Les 120 journées de Sodome – Marquis de Sade

9 juin 2018

Les 120 Journées de Sodome est la première grande œuvre du Marquis de Sade, écrite à la prison de Bastille en 1785. Considéré comme un œuvre diabolique pendant son époque et même plus tard, ce livre a été censuré plusieurs lors de ses diverses publications. Cependant, l’auteur lui-même a été farouchement haï par nombreux de ses contemporains comme en témoigne sa vie. Une vie pleine de folie qui lui a surement inspiré son œuvre.

Les 120 journées de Sodome

L’auteur : Marquis de Sade

De son vrai nom Donatien Alphonse François de Sade, le Marquis de Sade est né le 2 juin 1740 à Paris et mort le 2 décembre 1814 à Saint-Maurice. C’était un romancier et philosophe français. Passant une grande partie de sa vie à être enfermé pour divers raisons. Il a purgé vingt-sept ans d’emprisonnement et d’internat. Plus tard, en 1834, son nom est devenu l’origine du mot « sadisme » qui fait référence aux actes de cruauté décrits dans ses œuvres, le mot est repris par divers langues dans le monde et devient synonyme d’un comportement qui aime faire du mal à d’autres personnes. Parmi les nombreux œuvres du marquis un des plus célèbres est aussi Justine.

Histoire du manuscrit

Le 22 octobre 1785, Marquis de Sade entame l’écriture des 120 journées de Sodome. Pour d’éviter à son ouvrage d’être saisi, il recopie le texte d’une écriture minuscule sur 33 feuillets de 11,5 cm collés bout à bout et constituant une bande de 12 m de long.
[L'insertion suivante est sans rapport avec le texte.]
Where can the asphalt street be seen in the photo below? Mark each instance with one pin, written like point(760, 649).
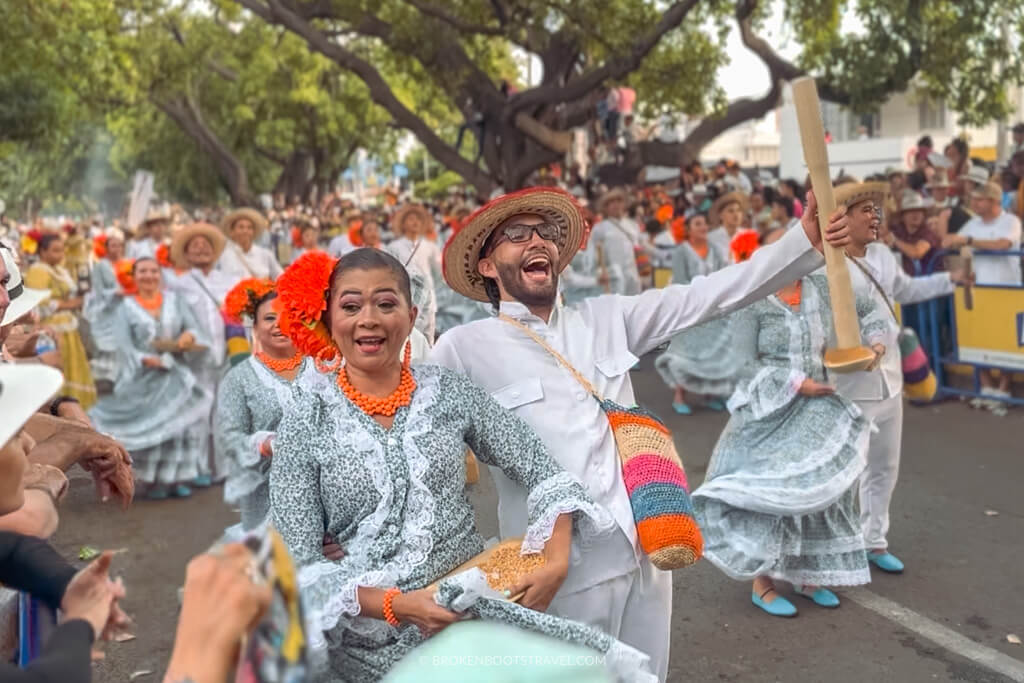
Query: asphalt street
point(957, 522)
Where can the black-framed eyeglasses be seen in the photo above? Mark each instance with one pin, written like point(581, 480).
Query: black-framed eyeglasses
point(519, 232)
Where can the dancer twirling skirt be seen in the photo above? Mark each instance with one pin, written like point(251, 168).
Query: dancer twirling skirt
point(778, 501)
point(249, 406)
point(702, 359)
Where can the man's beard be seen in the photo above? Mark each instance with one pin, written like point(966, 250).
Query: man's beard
point(523, 292)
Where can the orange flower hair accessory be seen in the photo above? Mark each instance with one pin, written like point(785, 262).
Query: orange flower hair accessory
point(743, 244)
point(99, 246)
point(163, 255)
point(242, 301)
point(123, 271)
point(301, 301)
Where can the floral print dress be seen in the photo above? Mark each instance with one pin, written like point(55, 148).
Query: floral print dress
point(778, 500)
point(249, 410)
point(394, 499)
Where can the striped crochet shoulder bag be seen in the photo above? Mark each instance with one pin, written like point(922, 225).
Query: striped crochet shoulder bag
point(652, 472)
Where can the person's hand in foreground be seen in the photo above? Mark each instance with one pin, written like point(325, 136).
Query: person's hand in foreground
point(206, 646)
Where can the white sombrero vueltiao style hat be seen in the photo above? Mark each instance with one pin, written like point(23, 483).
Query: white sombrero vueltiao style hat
point(462, 253)
point(23, 390)
point(23, 299)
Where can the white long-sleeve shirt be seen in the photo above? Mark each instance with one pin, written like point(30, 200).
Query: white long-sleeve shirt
point(887, 379)
point(257, 262)
point(602, 337)
point(616, 239)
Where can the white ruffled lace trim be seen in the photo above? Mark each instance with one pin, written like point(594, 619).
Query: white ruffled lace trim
point(342, 606)
point(591, 520)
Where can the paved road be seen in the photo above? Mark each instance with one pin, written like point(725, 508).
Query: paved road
point(945, 620)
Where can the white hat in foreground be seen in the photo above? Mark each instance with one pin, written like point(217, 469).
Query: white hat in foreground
point(23, 299)
point(23, 390)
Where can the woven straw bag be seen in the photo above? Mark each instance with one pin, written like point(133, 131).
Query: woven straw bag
point(652, 472)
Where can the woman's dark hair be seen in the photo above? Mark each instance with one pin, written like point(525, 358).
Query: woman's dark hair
point(46, 241)
point(374, 259)
point(139, 260)
point(269, 296)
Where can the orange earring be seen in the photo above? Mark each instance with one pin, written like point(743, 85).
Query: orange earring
point(328, 359)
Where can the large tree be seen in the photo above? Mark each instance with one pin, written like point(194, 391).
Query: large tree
point(669, 51)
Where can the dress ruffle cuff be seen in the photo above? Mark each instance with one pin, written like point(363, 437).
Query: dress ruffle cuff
point(558, 495)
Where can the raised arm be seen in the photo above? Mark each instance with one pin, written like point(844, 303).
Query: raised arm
point(654, 316)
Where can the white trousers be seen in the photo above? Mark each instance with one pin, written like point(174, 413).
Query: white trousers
point(636, 608)
point(879, 479)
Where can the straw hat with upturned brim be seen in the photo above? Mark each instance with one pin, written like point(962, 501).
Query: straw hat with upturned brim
point(462, 253)
point(183, 236)
point(854, 193)
point(255, 217)
point(726, 200)
point(407, 210)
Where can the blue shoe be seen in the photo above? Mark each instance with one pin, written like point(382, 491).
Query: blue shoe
point(777, 607)
point(821, 597)
point(886, 561)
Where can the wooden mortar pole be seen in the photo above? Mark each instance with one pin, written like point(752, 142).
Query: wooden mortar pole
point(849, 355)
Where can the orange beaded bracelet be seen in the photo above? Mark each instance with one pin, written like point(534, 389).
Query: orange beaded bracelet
point(389, 596)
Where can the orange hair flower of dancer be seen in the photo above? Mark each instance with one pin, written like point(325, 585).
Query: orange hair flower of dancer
point(99, 246)
point(743, 244)
point(302, 300)
point(123, 271)
point(242, 300)
point(163, 255)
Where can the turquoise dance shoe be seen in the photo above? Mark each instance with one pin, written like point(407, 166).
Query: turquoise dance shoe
point(777, 607)
point(886, 562)
point(821, 597)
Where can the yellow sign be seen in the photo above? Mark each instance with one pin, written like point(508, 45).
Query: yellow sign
point(992, 333)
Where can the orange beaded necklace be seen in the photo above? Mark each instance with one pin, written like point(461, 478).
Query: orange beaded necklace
point(793, 300)
point(278, 365)
point(153, 305)
point(387, 406)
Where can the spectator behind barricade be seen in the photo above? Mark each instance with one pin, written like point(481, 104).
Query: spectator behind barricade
point(958, 154)
point(782, 213)
point(911, 237)
point(991, 229)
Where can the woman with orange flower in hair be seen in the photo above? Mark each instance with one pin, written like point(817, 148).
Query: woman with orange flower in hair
point(371, 451)
point(100, 306)
point(251, 399)
point(158, 410)
point(778, 500)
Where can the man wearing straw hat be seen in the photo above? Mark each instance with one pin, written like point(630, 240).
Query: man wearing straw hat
point(510, 253)
point(879, 392)
point(614, 241)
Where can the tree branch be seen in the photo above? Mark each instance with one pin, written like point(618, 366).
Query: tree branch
point(611, 69)
point(273, 12)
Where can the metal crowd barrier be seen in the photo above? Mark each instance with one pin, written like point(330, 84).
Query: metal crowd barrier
point(928, 317)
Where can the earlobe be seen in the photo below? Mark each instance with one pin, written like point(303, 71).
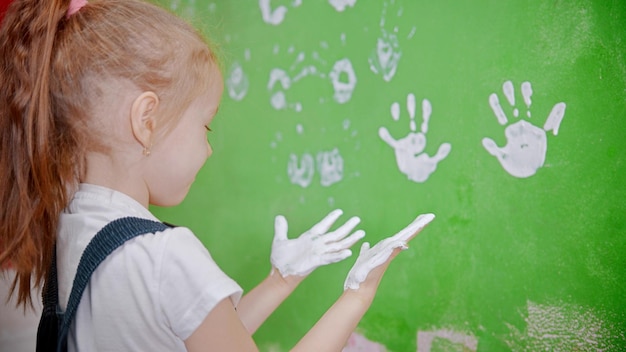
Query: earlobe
point(143, 119)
Après son enlèvement, le manuscrit devient la propriété de la famille de Villeneuve-Trans. Au XIXe siècle, il est vendu à Iwan Bloch, qui publie. En 1929, Maurice Hélène acquiert le livre et en publie. En 1982, le manuscrit est volé puis vendu à Gérard Nordmann[]. Finalement, les héritiers de Nordmann décident de le revendre et le 3 avril 2014, Gérard Lhéritier dépense 7 millions d’euros pour s’emparer de l’œuvre. Actuellement, l’œuvre est plongé dans un litige judiciaire et on ne sait plus où il se trouve exactement.
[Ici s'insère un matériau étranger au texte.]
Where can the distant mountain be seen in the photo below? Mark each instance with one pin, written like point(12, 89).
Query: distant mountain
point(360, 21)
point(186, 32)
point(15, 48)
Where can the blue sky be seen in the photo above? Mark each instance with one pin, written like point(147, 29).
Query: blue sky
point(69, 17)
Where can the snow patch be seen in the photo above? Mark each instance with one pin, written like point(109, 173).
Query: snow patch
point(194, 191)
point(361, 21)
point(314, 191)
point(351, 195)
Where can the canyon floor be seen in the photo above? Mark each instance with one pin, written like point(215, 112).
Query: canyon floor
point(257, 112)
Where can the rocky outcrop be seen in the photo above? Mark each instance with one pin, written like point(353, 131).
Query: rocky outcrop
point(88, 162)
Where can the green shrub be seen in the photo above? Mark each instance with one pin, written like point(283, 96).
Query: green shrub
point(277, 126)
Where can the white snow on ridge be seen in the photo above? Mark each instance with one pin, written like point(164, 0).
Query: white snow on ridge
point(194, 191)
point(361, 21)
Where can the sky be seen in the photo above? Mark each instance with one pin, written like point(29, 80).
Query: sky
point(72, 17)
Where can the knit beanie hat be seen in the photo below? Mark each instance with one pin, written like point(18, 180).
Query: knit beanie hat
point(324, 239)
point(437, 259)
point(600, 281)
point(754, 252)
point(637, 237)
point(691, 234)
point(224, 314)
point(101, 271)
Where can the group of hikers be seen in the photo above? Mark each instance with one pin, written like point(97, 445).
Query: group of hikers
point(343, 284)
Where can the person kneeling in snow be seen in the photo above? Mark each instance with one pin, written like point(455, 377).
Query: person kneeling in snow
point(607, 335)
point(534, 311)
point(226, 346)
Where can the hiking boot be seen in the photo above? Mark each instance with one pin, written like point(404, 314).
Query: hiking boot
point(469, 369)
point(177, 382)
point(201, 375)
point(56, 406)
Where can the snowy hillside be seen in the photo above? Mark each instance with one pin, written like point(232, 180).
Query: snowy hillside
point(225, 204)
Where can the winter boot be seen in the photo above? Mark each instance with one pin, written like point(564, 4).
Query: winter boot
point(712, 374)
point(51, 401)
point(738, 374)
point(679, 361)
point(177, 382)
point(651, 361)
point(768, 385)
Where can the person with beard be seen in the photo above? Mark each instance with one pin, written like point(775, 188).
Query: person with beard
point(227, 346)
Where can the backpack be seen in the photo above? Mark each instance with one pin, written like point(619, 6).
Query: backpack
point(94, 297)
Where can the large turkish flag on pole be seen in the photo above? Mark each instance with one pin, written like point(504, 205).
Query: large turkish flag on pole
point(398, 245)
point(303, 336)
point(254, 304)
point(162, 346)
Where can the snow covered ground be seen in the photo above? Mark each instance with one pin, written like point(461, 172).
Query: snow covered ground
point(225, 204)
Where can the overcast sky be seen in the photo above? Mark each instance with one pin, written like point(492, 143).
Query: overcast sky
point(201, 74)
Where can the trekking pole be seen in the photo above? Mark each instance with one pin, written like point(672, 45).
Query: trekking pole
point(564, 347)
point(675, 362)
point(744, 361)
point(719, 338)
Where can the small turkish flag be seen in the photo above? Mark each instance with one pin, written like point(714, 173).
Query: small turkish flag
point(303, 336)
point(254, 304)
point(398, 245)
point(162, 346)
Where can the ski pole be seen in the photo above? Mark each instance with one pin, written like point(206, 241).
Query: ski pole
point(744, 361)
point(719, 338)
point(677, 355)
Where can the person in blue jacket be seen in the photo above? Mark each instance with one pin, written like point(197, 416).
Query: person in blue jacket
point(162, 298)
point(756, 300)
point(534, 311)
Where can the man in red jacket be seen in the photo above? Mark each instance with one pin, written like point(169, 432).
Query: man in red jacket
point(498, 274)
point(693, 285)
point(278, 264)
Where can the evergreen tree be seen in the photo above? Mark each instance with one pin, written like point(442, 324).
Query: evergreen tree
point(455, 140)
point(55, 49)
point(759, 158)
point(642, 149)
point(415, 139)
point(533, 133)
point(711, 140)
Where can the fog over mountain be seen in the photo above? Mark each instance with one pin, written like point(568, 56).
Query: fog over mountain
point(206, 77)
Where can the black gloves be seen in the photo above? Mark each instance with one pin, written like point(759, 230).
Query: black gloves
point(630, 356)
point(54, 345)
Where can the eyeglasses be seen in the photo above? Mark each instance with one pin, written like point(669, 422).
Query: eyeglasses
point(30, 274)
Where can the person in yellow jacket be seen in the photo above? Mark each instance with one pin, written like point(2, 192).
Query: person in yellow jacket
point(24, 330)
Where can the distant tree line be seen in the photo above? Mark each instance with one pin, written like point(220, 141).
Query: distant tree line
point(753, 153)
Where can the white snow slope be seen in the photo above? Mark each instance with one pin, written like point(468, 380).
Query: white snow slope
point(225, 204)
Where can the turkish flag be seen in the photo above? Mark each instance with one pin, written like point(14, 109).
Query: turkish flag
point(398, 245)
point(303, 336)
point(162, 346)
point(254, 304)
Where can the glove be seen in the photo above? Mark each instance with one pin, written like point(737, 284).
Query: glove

Résumé du livre Les 120 journées de Sodome

Au temps de Louis XIV, quatre aristocrates, le duc de Blangis, l’évêque son frère, le président de Curval et le financier Durcet, s’enferment, dans un château de la Forêt-Noire. Avec eux, plusieurs victimes qui leur sont totalement dévoués. Quatre proxénètes, se substituant de mois en mois, racontent les six cents perversions que les maîtres du château pratiquent régulièrement. Le manuscrit prend la forme de journal dont chaque partie correspond à chacun des quatre mois et aux passions dites « simples », « doubles », « criminelles » et « meurtrières ». Dans le livre, la plupart des victimes meurent dans de souffrances abominables.
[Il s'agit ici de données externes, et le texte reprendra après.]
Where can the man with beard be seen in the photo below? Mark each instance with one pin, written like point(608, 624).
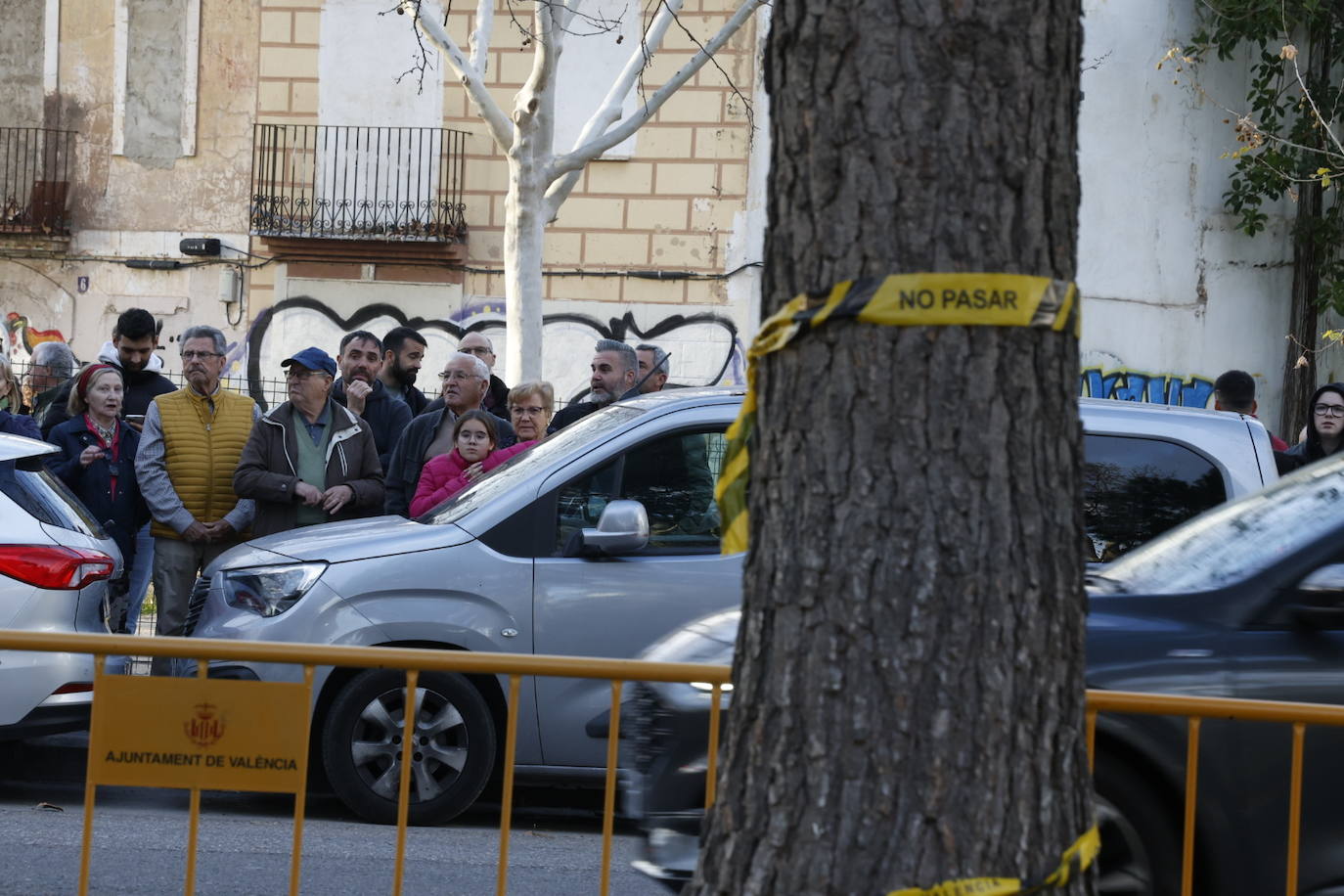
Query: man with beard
point(403, 352)
point(360, 389)
point(614, 368)
point(189, 449)
point(132, 352)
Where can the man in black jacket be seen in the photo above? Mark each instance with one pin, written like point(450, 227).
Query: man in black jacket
point(614, 375)
point(403, 352)
point(430, 434)
point(132, 352)
point(360, 389)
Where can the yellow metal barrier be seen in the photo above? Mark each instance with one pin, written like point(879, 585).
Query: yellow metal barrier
point(1197, 708)
point(413, 659)
point(416, 659)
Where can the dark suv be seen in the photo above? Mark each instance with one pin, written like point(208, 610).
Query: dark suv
point(1239, 602)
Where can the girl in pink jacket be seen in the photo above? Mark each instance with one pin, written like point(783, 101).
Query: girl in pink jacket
point(473, 453)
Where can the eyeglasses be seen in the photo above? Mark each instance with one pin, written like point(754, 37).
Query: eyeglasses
point(297, 374)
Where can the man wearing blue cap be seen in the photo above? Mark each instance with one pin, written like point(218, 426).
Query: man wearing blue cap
point(309, 460)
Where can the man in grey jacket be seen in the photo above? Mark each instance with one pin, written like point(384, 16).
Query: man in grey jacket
point(309, 460)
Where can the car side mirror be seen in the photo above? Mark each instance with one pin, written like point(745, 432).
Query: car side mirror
point(622, 528)
point(1320, 598)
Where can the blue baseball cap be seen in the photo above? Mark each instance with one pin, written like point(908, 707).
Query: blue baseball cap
point(313, 359)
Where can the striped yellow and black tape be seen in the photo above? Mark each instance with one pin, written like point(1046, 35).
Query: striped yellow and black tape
point(1071, 864)
point(901, 299)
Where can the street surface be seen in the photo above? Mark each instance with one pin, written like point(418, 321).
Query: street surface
point(140, 840)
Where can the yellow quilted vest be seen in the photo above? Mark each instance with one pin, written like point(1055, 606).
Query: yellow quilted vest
point(202, 450)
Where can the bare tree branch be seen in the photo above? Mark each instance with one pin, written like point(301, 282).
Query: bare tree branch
point(480, 39)
point(566, 168)
point(470, 76)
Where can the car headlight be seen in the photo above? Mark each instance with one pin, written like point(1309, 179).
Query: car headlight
point(268, 591)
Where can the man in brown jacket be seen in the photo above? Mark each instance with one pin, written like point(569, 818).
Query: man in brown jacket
point(309, 460)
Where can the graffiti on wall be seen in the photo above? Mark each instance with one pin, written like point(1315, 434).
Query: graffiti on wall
point(706, 347)
point(23, 336)
point(1133, 385)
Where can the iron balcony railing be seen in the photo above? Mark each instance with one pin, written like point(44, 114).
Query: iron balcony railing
point(358, 183)
point(35, 180)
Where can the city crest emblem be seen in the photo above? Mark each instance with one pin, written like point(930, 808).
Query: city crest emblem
point(205, 727)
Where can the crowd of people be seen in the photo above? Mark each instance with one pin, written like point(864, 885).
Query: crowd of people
point(178, 475)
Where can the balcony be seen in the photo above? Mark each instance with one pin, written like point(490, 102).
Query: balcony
point(35, 180)
point(347, 183)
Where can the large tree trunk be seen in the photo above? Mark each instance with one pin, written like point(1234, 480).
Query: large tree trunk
point(909, 675)
point(524, 233)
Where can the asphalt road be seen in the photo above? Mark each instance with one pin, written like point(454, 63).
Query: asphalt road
point(140, 841)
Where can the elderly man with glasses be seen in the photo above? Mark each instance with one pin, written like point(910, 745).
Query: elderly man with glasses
point(309, 460)
point(190, 446)
point(496, 396)
point(466, 381)
point(49, 368)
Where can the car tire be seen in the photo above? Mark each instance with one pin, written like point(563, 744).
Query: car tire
point(1140, 841)
point(362, 745)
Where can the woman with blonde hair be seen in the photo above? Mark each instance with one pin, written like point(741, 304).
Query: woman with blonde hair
point(11, 405)
point(530, 409)
point(97, 461)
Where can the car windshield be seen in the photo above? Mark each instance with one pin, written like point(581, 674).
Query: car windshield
point(29, 485)
point(520, 468)
point(1236, 540)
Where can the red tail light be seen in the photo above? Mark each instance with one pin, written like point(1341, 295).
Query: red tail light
point(53, 567)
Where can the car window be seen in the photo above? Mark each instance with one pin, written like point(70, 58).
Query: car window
point(1138, 488)
point(45, 497)
point(1238, 540)
point(520, 468)
point(672, 477)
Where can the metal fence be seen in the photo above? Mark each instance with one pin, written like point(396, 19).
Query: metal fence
point(514, 668)
point(414, 661)
point(35, 180)
point(358, 183)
L’histoire du livre lui-même est plus intrigante que l’histoire qu’elle raconte. Ce n’est donc pas une surprise si cet œuvre compte parmi les livres plus chers dans le monde. Faisant, actuellement, partie du patrimoine de la littérature française et même mondiale, le manuscrit du Marquis de Sade nous décrit la déraison qui critique la raison. Par conséquent, c’est donc logique si Les 120 journées de Sodome suscite toujours les débats.